I’ve been digging in and finding lots of great technical work, but not the sorts of thing I looking for (yet). I think part of my concern and interest in contributing is about teasing out just where the state of the art is in the larger space. If Cardano is successful and I see no reason it won’t be, then it will impact the entire currency space and hopefully inspire much much more research in diverse areas. Cardano can’t do it all, these things can be built within the ecosystem, probably should be do that way.

Sort of a side note but related. I’ve also been interested in Singularity.Net and that project seems to be more of a research program that could end up being of deep interest to this community as well.

Another systems architectural concern I have is about data and data science, and these topics are more technical and closely connected to all of these issues. Good research needs open access to data of all sorts, and we have concerns about privacy and compliance to address in theory and practice. Big data the respects the data source and the best data science AI program is good or bad depending on the interests represented in theory/design.
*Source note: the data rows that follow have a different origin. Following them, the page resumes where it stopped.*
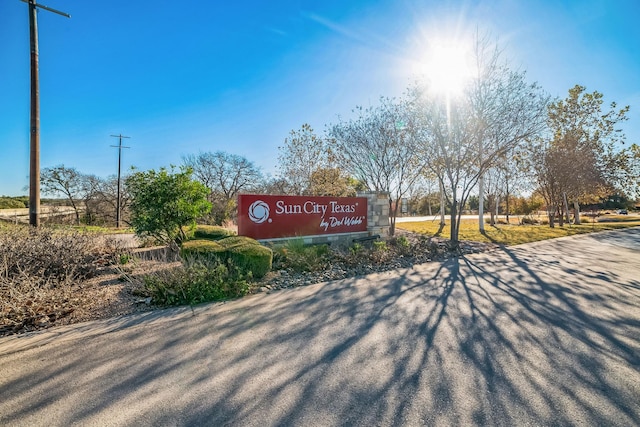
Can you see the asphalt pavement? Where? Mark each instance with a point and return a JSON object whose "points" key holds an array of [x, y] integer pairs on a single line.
{"points": [[538, 334]]}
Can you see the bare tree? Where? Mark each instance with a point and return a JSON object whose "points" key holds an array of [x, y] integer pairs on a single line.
{"points": [[225, 175], [579, 159], [302, 154], [467, 135], [68, 182], [378, 148]]}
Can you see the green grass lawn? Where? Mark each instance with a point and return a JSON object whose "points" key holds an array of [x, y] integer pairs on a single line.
{"points": [[515, 234]]}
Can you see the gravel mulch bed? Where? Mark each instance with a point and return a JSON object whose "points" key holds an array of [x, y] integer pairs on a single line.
{"points": [[113, 292]]}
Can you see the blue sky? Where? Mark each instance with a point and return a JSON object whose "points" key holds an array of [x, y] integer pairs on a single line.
{"points": [[190, 76]]}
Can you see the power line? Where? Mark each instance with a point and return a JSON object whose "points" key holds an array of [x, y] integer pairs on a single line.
{"points": [[119, 147], [34, 139]]}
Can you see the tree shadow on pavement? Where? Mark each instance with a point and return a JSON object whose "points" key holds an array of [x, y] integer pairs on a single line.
{"points": [[515, 336]]}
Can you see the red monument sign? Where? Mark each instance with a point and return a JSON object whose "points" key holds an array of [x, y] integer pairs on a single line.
{"points": [[268, 217]]}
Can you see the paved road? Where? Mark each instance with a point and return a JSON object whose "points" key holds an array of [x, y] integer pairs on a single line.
{"points": [[539, 334]]}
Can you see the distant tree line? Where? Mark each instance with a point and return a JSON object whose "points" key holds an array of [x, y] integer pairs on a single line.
{"points": [[502, 146]]}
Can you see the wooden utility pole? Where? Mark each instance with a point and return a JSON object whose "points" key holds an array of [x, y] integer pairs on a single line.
{"points": [[34, 138], [119, 147]]}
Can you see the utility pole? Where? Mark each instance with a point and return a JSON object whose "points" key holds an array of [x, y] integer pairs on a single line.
{"points": [[119, 147], [34, 138]]}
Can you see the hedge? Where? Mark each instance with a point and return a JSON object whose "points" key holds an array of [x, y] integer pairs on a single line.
{"points": [[212, 232], [245, 253]]}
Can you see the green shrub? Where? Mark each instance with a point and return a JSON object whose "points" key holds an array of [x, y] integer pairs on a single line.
{"points": [[194, 247], [254, 258], [380, 245], [212, 232], [356, 248], [199, 279], [233, 241], [300, 257], [243, 252]]}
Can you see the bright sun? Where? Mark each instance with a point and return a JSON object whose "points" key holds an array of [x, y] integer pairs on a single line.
{"points": [[447, 67]]}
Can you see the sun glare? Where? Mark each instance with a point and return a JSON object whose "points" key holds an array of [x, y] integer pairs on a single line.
{"points": [[447, 68]]}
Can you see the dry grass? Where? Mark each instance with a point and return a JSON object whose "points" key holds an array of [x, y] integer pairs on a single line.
{"points": [[43, 273], [511, 234]]}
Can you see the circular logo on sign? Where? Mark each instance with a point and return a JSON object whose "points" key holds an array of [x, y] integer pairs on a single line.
{"points": [[258, 212]]}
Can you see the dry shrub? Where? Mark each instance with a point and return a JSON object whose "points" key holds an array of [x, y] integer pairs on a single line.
{"points": [[39, 270]]}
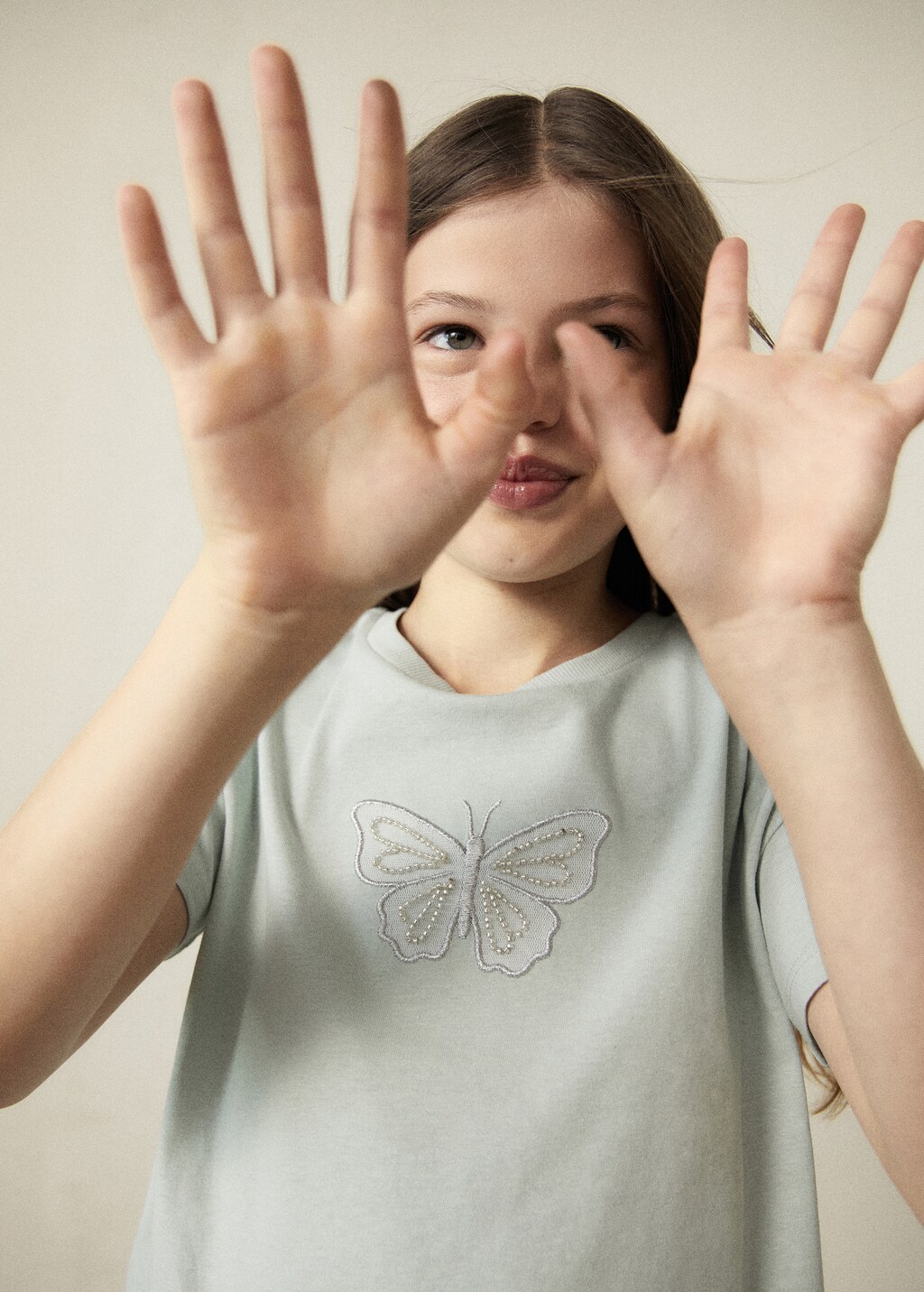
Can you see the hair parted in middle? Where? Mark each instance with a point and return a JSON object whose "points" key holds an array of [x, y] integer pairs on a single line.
{"points": [[578, 137]]}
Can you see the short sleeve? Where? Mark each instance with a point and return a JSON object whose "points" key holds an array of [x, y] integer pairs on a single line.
{"points": [[197, 879], [791, 944]]}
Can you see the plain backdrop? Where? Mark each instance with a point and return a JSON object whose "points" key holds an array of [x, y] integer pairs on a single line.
{"points": [[785, 109]]}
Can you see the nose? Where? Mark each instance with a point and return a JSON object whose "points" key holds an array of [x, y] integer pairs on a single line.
{"points": [[546, 370]]}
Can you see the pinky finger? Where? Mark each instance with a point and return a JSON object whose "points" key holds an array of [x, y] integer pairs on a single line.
{"points": [[167, 317]]}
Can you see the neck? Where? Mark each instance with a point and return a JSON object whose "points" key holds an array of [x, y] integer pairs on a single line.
{"points": [[485, 637]]}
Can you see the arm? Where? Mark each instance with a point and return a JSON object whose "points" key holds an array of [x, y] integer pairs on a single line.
{"points": [[301, 424], [756, 517]]}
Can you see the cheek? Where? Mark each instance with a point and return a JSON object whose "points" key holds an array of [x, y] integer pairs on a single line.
{"points": [[442, 395]]}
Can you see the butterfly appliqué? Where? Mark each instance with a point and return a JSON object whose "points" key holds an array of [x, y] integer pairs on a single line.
{"points": [[437, 884]]}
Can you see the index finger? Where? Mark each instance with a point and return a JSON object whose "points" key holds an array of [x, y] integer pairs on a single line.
{"points": [[379, 224], [726, 320], [292, 197]]}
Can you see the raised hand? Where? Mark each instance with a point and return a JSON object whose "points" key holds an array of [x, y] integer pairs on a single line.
{"points": [[773, 487], [316, 470]]}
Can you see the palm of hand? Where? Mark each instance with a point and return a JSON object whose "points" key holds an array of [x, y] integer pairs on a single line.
{"points": [[773, 487], [316, 469]]}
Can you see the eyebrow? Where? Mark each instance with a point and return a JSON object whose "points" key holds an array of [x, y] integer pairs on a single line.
{"points": [[587, 305]]}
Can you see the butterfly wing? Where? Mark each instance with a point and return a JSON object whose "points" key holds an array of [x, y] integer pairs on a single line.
{"points": [[550, 862], [421, 866]]}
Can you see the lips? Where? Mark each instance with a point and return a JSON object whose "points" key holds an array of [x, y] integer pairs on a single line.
{"points": [[531, 468]]}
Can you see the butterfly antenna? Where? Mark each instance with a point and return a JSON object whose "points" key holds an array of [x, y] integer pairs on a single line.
{"points": [[471, 822], [489, 816]]}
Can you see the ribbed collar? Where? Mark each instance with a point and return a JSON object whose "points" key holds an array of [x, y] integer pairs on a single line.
{"points": [[386, 641]]}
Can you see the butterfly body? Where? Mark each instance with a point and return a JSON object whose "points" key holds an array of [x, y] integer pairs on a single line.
{"points": [[503, 891]]}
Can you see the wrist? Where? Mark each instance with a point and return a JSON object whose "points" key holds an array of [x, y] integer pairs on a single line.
{"points": [[790, 660]]}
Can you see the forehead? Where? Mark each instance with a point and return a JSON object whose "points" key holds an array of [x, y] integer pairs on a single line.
{"points": [[550, 239]]}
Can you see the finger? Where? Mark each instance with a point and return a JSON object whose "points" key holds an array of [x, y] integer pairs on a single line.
{"points": [[226, 257], [167, 317], [293, 200], [633, 448], [473, 446], [814, 301], [379, 224], [873, 325], [908, 395], [726, 322]]}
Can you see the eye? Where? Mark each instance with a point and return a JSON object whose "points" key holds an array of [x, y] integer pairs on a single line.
{"points": [[618, 337], [452, 337]]}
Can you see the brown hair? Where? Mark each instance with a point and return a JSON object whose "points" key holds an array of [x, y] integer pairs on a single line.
{"points": [[507, 143], [579, 137]]}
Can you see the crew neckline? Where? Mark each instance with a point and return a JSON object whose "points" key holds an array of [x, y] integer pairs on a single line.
{"points": [[388, 641]]}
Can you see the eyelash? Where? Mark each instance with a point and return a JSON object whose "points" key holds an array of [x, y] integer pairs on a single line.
{"points": [[609, 331]]}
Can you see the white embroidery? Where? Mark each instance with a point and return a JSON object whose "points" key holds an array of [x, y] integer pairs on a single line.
{"points": [[437, 884]]}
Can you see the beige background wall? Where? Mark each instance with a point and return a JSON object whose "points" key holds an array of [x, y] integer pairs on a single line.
{"points": [[787, 107]]}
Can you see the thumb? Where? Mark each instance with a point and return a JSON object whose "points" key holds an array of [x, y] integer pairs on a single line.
{"points": [[633, 446], [473, 446]]}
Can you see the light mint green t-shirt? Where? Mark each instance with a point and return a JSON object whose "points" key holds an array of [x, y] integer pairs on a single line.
{"points": [[494, 992]]}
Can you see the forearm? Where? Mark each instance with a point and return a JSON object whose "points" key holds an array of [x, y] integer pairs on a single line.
{"points": [[89, 861], [813, 705]]}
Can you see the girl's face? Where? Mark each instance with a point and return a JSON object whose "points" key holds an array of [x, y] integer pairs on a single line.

Yeah the research hasn’t really been focusing on that. I think adjusting the money supply in a way that can’t be gamed is in the ‘too hard’ basket. What they’re doing already is hard enough.

Anyone who cracks this one though would probably want to stay anonymous, they’d end up being second only to Satoshi in terms of changing the game.


I agree this is one of the hard problems, and that they are addressing many hard problems already.

I’m just anticipating that good governance will need this work even if it is incomplete. The new currency systems also have great potential to generate the data really needed to test theory in real life. It is happening without the work and understanding in any case.

All I’m suggesting is that the space be made to have the right sort of dialog with the right sort of experts. I’m not even saying they Cardano needs to make this sort of investment to prime the pump in this space, but they have the standing to convene the discussion within the parts of the wider community who understand the importance of unity with respect to good governance with decentralization.